Nanopore gene sequencing can simultaneously identify genetic disease-related SNPs, InDel, STR, structural variations, and other information, comprehensively obtaining patient genetic mutation information, which is more conducive to convenient and comprehensive disease diagnosis and genetic carrier screening. The characteristic of long read length is more advantageous in identifying complex long segment sequence information, such as STR, structural variation, and haplotyping scenarios.

Nanopore gene sequencing can simultaneously identify tumor related SNPs, InDels, fusion genes, complex rearrangements, and other information. It can also identify gene expression differences and isoforms based on long fragment sequences, comprehensively obtaining patient mutations, tumor mutation burden, or expression information, which is more conducive to patient medication and treatment, and improving patient survival rates. The characteristic of long read is more advantageous in identifying complex long sequence information, such as structural variations, complex rearrangements, HLA typing, and other haplotype typing scenarios.

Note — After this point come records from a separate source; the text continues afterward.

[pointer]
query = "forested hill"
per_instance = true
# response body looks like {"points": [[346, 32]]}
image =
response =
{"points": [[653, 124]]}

For infectious samples, long fragment sequencing based on metagenomic or targeted enriched nucleic acid libraries can obtain longer pathogen genome sequence information, which is beneficial for improving pathogen species identification ability and effectively detecting drug resistance genes and virulence genes, thereby accurately diagnosing the type of infection in patients. Through real-time sequencing and data analysis, it is more beneficial for critically ill infected patients to obtain timely test results, facilitate early treatment intervention, improve patient survival rates, and reduce treatment costs.